专利摘要:
Device for the treatment of aortic aneurysm. The invention describes a device (1) for the treatment of the aortic aneurysm, comprising: an external stent (2) made of a reticular mesh; an interior stent (3) comprising a central section (31) of a diameter less than a pair of end sections (32), where a central portion of the central section (31) comprises a mesh mesh, and where the walls of the ends of the central section (31) and of the end sections (32) of the inner stent (3) comprise a waterproof material; and an essentially cylindrical thrombogenic material dispenser (4) having a diameter similar to the diameter of the inner leg central section (31) and having a network of multi-perforated tubes (41) for injecting a thrombogenic material into a cavity present between the central section (31) of the inner stent (3) and the outer stent (2). (Machine-translation by Google Translate, not legally binding)
公开号:ES2755223A2
申请号:ES201830640
申请日:2018-06-26
公开日:2020-04-21
发明作者:Garcia Jesús Alvarez
申请人:Servicio Andaluz de Salud;
IPC主号:
专利说明:

[0001]
[0002] Device for treating aortic aneurysm
[0003]
[0004] OBJECT OF THE INVENTION
[0005]
[0006] The present invention belongs generally to the field of medicine, and more particularly to solutions for the aortic aneurysm.
[0007]
[0008] The object of the present invention is a new improved device designed for the treatment of aortic aneurysm.
[0009]
[0010] BACKGROUND OF THE INVENTION
[0011]
[0012] An aortic aneurysm is a localized dilation that causes weakness in the artery wall. In the absence of treatment, the aneurysm tends to grow progressively, increasing the risk of rupture and massive internal bleeding. Fig. 1 generally shows the position of the aortic artery (A) in a person's body. There are different types of aneurysms depending on the portion of the aorta where dilation occurs. The infrarenal aortic aneurysm is the most frequent and corresponds to a widening of the aorta (A) in an area located approximately between the iliac arteries (I) and the renal arteries (R), as shown in Fig. 2. However, visceral or thoracoabdominal aortic aneurysms are generally those in which the outflows of the visceral arteries (renal, mesenteric, and celiac trunk) are involved, requiring different treatments than those known for the infrarenal aorta.
[0013]
[0014] Currently, a possible treatment for the infrarenal aortic aneurysm is the introduction of a stent that channels blood flow to decrease the internal pressure to which the walls of the aneurysm are subjected. Fig. 3 schematically shows an inverted Y-shaped stent that channels blood flow from the main body of the aorta to the iliac arteries. To further minimize pressure on the walls of the aneurysm cavity, some devices are known which further include injecting a thrombogenic material into the cavity between the aneurysm walls and the outer surface of the stent. This material thrombogenic can include polyurethane foam, polymeric foam, or others. By way of example of this type of systems, reference can be made to document WO 2014/004160, the system of which is shown schematically in Fig. 4.
[0015]
[0016] However, these types of systems are not useful in visceral aortic aneurysms, since they do not preserve the light to the visceral arteries (renal, mesenteric, and celiac trunk), and therefore require different techniques. They can be treated with custom-made stents with the drawback that each device is unique to a patient and requires a very long production time.
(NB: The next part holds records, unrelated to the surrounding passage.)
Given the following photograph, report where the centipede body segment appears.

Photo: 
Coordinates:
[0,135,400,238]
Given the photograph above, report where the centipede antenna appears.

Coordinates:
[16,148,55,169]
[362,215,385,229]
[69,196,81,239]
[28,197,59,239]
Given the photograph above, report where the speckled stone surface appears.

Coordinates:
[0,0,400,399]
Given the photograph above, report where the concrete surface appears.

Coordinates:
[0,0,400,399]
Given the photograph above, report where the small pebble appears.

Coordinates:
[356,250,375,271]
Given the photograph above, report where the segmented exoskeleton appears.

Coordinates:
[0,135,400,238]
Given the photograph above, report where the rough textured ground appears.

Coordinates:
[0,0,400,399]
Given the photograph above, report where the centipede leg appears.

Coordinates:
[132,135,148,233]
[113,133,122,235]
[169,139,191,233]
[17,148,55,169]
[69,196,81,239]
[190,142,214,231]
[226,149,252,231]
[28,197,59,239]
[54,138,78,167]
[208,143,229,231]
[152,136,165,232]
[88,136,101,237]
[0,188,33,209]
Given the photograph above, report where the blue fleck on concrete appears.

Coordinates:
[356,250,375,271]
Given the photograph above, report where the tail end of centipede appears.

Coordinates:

There are also some flow modulating stents (stents that theoretically have multiple overlapping layers of uncoated stents that produce enough turbulence for the sac to thrombose, while the visceral branches remain permeable), although so far they have not produced the desired results . There are also recourse techniques such as the chimney technique (placement of one or more stents that revascularize visceral arteries placed parallel to the stent) or hybrid surgery with extra-anatomic bypass (performing a bypass that revascularizes the visceral arteries, occluded in its origin from an aortic endoprosthesis that covers the visceral aorta). Neither of these solutions has satisfactorily resolved the problem.
[0017]
[0018] DESCRIPTION OF THE INVENTION
[0019]
[0020] The present invention solves the above drawbacks thanks to a new device consisting essentially of two stents that are installed one inside the other inside the aneurysm and a dispenser that allows the injection of a thrombogenic substance in the intermediate space between both stents. The irrigation of the organs through the visceral arteries (renal, mesenteric and celiac trunk) is carried out by means of coated stents placed perpendicular to the stents of the invention. This configuration is advantageous because it could be used in all anatomies, it has a lower learning curve, it does not require the manufacture of a custom stent for each patient, and therefore it reduces the waiting time for surgery, and Furthermore, the implantation procedure could be performed under local anesthesia and by arterial puncture.
[0021]
[0022] The present invention is directed to a device for the treatment of the aortic aneurysm, which basically comprises three elements: an outer stent, an inner stent, and a dispenser of thrombogenic material to fill a space between the inner stent and the outer stent. Each of these elements is described below with more detail.
[0023]
[0024] a) Exterior stent
[0025]
[0026] It is an essentially cylindrical stent configured for insertion into an aneurysm cavity. In this context, this means that the dimensions of the stent, mainly length and diameter, are suitable for accommodating it inside the aortic aneurysm in a similar way to currently known stents. As an example, the diameter of the outer stent can range from 28mm to 36mm, and its length can be from 70mm to 120mm.
[0027]
[0028] The walls of the outer stent of the invention are formed by a mesh mesh made of any suitable biocompatible material, preferably self-expanding nitinol. The lumen of the mesh is sufficient to allow the passage of lateral branches emanating from the aorta in the area of the aneurysm through the holes in the mesh, such as the renal, mesenteric and celiac trunk vessels. For example, the mesh size of the outer stent mesh can be essentially 0.5 cm.
[0029]
[0030] b) Interior shelf
[0031]
[0032] The inner stent comprises an essentially cylindrical central section having a first diameter and a pair of essentially cylindrical end sections having a second diameter greater than the first diameter. That is to say, the inner stent is essentially cylindrical dumbbell shaped with a thin central span and thicker end spans.
[0033]
[0034] In principle, the transition surface between the central section and the end sections can be designed in any way as long as it allows the passage of the blood stream without seriously affecting the main flow direction, for example due to the presence of obstacles such as cavities or very sharp edges. For example, the transition surface between the central section and the end sections of the inner stent may be essentially conical in shape. In addition, the edges can be rounded to avoid the detachment of the boundary layer of the blood flow.
[0035]
[0036] The walls of the central portion of the central section of the inner stent are formed by a lattice mesh, for example a lattice mesh similar to that which forms the outer stent. It is, therefore, a mesh made of any suitable biocompatible material, preferably self-expanding nitinol, with a mesh span of approximately 0.5 cm. For its part, the walls of the ends of the central section and of the end sections comprise a waterproof material. Therefore, unlike the outer stent, the inner stent only allows the passage of fluids through its central portion, being impervious to fluids at the ends of the central section and in the end sections.
[0037]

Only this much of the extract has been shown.